A Grande Recessão já havia feito o FMI titubear em declarações aqui e ali sobre este seu dogma. Admitira controles em alguns países e, diga-se, o Brasil saiu na frente nesta guerra. Agora o fundo publica cartilha aceitando o inexorável. Mas só em alguns casos e de forma temporária .
O fato só prova a grande dificuldade dos organismos multilaterais de virem a público, diante da comunidade internacional, reconhecer seus erros teóricos – ou suas visões institucionais distorcidas por pressão do mercado (como bem mostra o documentário Inside Jobs, ganhador do Oscar).
Durante duas décadas, o FMI influenciou as políticas mundo a fora e legou ao ostracismo políticos, visões e até mesmo universidades de Economia que pensavam diferente.
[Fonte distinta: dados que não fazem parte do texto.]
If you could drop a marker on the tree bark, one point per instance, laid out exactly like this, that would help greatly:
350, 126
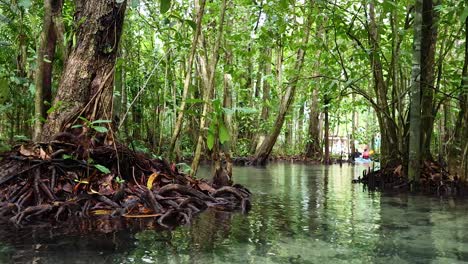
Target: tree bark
210, 87
87, 81
180, 116
45, 58
326, 137
387, 125
414, 165
265, 149
313, 149
428, 48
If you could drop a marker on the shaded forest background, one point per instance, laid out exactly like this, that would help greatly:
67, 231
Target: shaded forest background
222, 79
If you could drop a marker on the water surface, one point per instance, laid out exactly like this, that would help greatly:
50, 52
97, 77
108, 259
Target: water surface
300, 214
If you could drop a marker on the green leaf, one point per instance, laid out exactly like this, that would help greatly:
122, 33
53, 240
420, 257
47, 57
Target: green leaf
210, 141
102, 169
191, 23
165, 5
100, 129
223, 133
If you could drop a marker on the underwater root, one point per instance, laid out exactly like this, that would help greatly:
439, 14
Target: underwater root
59, 181
434, 180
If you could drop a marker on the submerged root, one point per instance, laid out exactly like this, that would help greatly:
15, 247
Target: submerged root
54, 182
434, 179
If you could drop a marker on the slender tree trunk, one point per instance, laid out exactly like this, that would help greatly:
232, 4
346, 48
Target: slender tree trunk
45, 58
265, 98
414, 165
313, 149
188, 75
388, 127
86, 85
326, 138
265, 149
458, 155
210, 87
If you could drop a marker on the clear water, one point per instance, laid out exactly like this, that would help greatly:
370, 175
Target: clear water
300, 214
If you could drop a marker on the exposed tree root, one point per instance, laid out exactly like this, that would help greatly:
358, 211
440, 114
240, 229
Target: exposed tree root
435, 179
58, 181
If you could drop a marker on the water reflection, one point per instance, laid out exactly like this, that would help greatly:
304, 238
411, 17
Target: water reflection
300, 214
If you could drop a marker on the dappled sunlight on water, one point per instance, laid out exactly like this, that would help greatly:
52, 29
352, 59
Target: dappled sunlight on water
300, 214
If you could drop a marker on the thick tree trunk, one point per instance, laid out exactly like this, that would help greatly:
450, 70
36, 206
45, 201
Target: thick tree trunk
45, 58
86, 85
414, 165
264, 151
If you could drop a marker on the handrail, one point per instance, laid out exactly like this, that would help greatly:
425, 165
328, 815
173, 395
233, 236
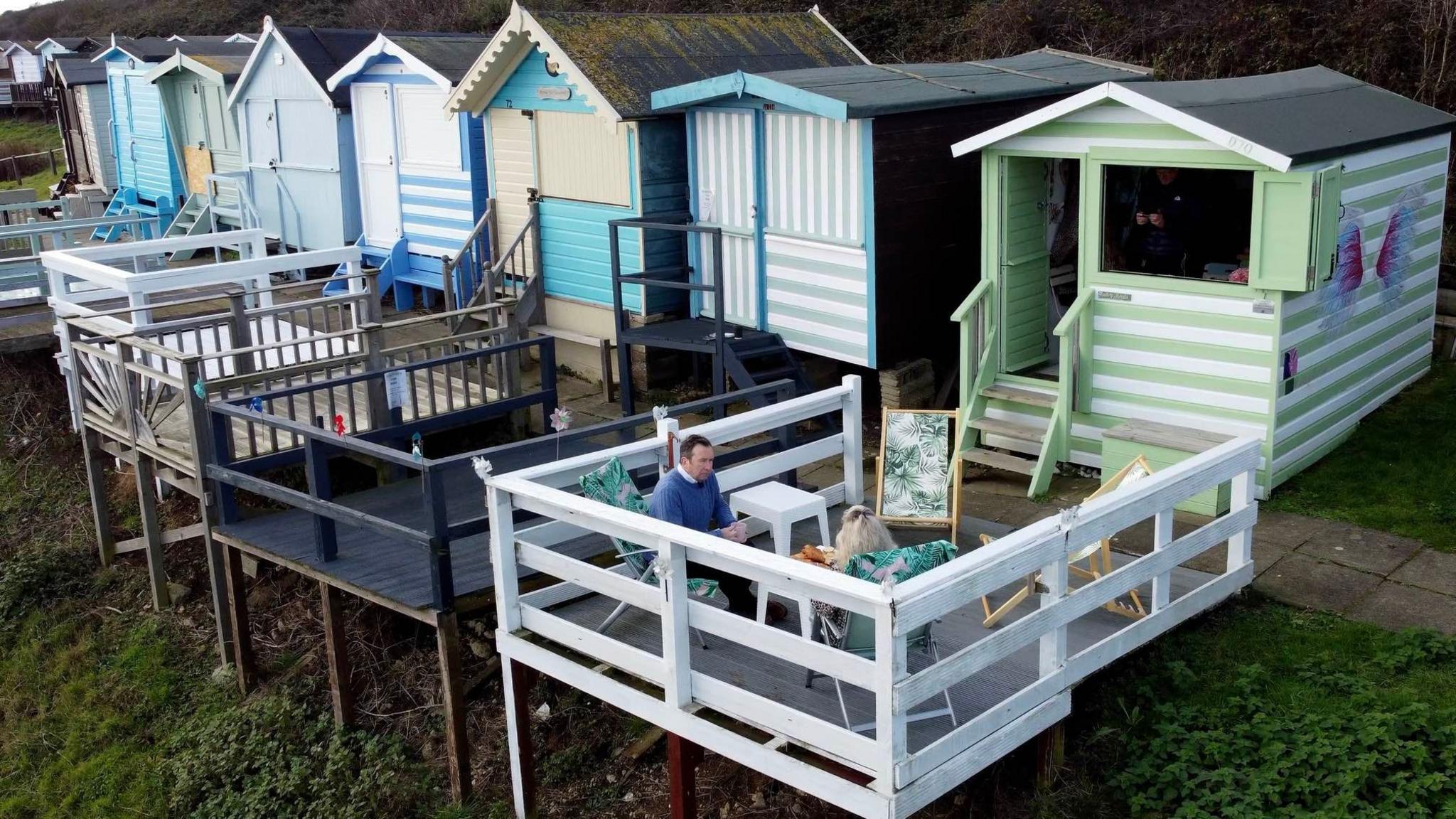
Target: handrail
1074, 314
978, 294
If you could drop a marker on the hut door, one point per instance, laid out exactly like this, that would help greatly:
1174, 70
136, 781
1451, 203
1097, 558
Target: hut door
1024, 262
379, 178
727, 156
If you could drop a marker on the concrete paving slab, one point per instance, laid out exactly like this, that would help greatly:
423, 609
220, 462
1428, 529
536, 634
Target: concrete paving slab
1393, 605
1430, 570
1302, 580
1366, 550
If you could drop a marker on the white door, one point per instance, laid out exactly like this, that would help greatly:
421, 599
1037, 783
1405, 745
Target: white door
513, 176
727, 198
379, 178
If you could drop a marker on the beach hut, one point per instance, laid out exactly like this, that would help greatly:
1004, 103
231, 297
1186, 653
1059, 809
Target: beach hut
1251, 257
571, 134
297, 137
422, 180
83, 114
204, 133
842, 213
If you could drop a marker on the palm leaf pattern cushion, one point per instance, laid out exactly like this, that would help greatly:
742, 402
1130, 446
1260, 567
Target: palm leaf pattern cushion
918, 465
612, 484
900, 564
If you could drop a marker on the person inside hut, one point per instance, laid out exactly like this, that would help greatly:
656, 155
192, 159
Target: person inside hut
689, 496
1164, 219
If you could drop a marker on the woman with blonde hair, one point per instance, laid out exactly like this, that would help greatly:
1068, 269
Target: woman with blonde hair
860, 532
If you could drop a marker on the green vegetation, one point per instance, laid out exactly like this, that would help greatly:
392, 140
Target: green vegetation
21, 136
1396, 473
1260, 710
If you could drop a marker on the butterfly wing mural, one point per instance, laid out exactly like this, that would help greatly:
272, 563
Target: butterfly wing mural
1396, 251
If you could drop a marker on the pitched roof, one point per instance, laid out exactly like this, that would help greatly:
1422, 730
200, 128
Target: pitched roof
1280, 120
631, 55
874, 91
616, 62
79, 70
1307, 115
450, 54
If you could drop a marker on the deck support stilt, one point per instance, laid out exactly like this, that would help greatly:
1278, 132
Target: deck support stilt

O mundo, no entanto, não ouviu nenhum pedido de desculpas.
Os países que sustentam o FMI, com desembolsos altos para bancar sua estrutura e suas pesquisas, além do fundo propriamente dito, precisam estabelecer mecanismos de controle sobre a produção acadêmica do organismo. Afinal, ideias não nascem em árvores e têm consequência sobre a vida, o emprego e o futuro das pessoas.
É bastante confortável para economistas e estrategistas do FMI quebrarem tabus no tempo que determinam à mercê de interesses conjunturais. O mesmo vale para o Banco Mundial, que, durante a década de 1990, errou em recomendações, por exemplo, na questão da Previdência Social, influenciou na privatização total do sistema chileno e, depois, voltou atrás. Hoje quem paga o preço daqueles que ficaram sem previdência no país é o meu, o seu e o nosso do contribuinte do Chile.
Prêmio Nobel de Economia, Paul Krugman lembra, em seu blog, que desde as crises dos países da Ásia, nos anos 1990, apontava a liberdade de fluxo de capitais como causa, mas o FMI nunca ouviu.
Assim como fazia pouco caso da tese da “financeirização” da Economia que era vista como coisa de economistas franceses. Agora é coisa da “flexibilidade intelectual” do FMI.